Daiichi Sankyo’s oncology growth strategy is built almost entirely on ADCs, a hot area of oncology drug development, where the Japanese pharma has emerged as an early leader. The company signed multiple massive licensing deals with big pharma partners spanning five ADC programs, the first with AstraZeneca in 2019 for Enhertu and a second in 2020 for Datroway and then a third in 2023 with Merck & Co. for three ADCs including patritumab deruxtecan.

Enhertu: A Growth Engine Delivering

Enhertu remains the company’s commercial backbone for now and Daiichi has yet to prove it can build another ADC blockbuster. Enhertu is on track to generate $4bn in revenue in the current fiscal year, Keller said.

Enhertu was first granted accelerated approval in 2019 for HER2-postive breast cancer in the third-line setting and has moved up in the treatment paradigm to the second line since and added new indications including: HER2-low breast cancer, NSCLC in tumors with activating HER2 mutations and HER2-positive gastric or gastroesophageal junction adenocarcinoma. It was the first ADC to gain a tumor-agnostic indication for metastatic HER2-positive tumors in 2024.

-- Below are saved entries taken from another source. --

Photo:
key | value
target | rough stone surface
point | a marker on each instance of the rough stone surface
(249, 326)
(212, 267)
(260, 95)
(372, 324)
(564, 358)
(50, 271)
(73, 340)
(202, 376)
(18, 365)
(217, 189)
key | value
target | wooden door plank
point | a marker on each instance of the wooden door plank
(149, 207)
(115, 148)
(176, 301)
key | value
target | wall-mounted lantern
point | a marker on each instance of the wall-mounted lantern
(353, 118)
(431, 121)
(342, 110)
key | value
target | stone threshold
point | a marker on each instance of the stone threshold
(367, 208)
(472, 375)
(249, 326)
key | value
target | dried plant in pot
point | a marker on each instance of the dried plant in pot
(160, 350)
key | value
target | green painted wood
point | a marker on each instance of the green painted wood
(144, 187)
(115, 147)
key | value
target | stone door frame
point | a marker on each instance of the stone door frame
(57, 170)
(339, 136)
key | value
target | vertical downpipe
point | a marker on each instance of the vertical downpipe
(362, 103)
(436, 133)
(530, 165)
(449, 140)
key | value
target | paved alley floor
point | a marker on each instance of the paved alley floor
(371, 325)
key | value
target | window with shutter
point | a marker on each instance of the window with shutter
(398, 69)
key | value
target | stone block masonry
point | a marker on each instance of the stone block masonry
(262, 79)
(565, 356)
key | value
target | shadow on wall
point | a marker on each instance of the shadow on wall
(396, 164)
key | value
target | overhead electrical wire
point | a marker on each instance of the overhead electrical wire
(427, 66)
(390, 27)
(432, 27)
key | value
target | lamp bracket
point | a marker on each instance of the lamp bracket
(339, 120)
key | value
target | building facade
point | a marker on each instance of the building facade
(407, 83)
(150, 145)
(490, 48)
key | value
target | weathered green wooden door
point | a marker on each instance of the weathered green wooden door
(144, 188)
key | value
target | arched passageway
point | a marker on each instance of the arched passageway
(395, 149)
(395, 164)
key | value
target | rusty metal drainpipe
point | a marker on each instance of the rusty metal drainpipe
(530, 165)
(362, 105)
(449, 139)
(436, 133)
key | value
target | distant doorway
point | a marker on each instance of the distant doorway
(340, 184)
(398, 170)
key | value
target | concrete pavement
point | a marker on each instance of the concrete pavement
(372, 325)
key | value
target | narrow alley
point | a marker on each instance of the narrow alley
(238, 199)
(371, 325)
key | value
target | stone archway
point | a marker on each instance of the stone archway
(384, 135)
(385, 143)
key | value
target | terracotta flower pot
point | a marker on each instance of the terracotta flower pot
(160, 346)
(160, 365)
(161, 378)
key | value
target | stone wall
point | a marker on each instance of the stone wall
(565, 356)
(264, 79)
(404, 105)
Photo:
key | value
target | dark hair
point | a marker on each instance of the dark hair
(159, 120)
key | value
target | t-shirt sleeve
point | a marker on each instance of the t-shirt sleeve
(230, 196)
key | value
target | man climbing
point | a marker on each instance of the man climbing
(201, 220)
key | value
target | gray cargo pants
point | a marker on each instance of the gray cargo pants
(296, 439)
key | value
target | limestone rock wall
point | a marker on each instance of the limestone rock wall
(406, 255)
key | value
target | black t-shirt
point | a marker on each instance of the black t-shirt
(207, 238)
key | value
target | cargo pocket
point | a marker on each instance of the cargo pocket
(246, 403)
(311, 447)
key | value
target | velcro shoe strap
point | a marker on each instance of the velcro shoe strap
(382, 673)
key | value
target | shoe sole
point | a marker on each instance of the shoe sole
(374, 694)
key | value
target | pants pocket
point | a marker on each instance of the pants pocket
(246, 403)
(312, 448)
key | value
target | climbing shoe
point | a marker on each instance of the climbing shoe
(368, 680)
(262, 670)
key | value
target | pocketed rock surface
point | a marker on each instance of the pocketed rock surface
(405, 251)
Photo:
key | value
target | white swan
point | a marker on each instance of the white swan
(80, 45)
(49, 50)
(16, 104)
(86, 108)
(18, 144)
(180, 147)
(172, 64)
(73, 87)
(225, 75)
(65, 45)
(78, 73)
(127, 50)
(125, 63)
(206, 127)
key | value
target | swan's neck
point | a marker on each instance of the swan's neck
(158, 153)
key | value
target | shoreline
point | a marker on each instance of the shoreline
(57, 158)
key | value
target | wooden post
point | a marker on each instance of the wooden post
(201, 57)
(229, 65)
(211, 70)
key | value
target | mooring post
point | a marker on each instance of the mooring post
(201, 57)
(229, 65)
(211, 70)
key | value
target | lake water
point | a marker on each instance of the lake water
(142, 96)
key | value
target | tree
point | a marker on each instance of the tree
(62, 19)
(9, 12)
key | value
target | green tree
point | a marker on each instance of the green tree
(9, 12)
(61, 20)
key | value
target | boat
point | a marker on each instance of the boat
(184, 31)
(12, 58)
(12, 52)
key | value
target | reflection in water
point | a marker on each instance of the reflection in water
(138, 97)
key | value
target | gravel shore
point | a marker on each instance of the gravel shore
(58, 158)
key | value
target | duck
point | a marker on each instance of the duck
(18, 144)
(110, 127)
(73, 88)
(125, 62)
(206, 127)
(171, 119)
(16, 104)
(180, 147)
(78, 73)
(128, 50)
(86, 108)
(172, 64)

The approval in HR+, HER2 low or HER2 ultralow breast cancer marks a new frontier for Enhertu as HR+ patients have generally not been treated with HER2 targeting drugs. The drug was previously approved in HR-, HER2-low breast cancer, but the addition of HR+ patients greatly expands the commercial opportunity, especially because Enhertu outperformed chemotherapy in Phase III.

The approval is based on the results of the Phase III DESTINY-Breast06 study, in which Enhertu demonstrated a 36% reduction in the risk of disease progression or death versus chemotherapy in the overall trial population, which enrolled patients with chemotherapy naïve HR+, HER2 low or HER2 ultra-low metastatic breast cancer. A median PFS of 13.2 months was seen in patients treated with Enhertu compared to 8.1 months in patients treated with chemotherapy.

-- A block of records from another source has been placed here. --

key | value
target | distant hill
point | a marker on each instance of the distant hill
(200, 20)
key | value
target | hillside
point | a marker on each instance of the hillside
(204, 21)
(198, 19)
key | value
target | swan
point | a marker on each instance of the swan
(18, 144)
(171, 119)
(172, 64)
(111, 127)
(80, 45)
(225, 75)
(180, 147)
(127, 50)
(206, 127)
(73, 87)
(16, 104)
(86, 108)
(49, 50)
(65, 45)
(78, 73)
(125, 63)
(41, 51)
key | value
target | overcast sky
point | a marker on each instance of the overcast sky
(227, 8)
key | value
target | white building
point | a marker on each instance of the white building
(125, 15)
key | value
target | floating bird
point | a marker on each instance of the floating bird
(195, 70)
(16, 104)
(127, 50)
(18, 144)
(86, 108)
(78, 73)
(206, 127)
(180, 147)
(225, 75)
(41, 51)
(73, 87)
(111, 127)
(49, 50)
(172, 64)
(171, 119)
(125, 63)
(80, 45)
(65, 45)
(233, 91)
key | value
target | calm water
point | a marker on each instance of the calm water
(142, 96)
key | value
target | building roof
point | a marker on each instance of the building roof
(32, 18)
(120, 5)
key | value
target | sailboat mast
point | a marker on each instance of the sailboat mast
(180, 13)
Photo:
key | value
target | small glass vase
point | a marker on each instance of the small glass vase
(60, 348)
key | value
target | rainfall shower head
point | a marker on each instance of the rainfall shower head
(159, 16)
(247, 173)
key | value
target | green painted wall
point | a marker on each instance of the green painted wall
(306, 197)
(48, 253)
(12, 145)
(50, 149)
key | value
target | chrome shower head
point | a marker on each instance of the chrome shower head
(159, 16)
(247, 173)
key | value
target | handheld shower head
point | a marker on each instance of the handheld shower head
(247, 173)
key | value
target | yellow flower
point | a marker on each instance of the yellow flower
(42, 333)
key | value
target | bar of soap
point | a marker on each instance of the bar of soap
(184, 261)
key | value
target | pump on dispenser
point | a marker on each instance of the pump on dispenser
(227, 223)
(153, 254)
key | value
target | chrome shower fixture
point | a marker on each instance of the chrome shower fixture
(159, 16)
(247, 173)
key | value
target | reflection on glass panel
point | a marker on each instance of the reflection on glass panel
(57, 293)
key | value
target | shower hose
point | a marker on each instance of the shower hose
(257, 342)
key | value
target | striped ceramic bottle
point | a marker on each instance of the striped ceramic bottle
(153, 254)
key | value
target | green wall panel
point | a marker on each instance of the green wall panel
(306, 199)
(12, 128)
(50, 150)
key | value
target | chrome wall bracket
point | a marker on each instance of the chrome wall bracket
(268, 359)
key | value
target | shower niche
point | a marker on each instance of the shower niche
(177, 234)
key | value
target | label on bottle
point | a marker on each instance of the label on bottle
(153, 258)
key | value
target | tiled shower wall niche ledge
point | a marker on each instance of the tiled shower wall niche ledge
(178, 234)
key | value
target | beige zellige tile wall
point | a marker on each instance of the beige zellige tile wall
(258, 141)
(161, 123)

The company is expecting even more expansion for Enhertu including into earlier-lines of treatment. Among the late-stage trials reading out later this year are several for Enhertu, including DESTINY-Breast09 in first-line metastatic HER2-positive breast cancer versus standard of care (taxane/traztuzumab/pertuzumab), DESTINY-Breast05 in the adjuvant setting and DESTINY-Breast11 in the neoadjuvant setting.

“In terms of population, the early- stage studies for breast cancer, the 09, 05, and 11, that would more than double the population that we could help,” Keller said.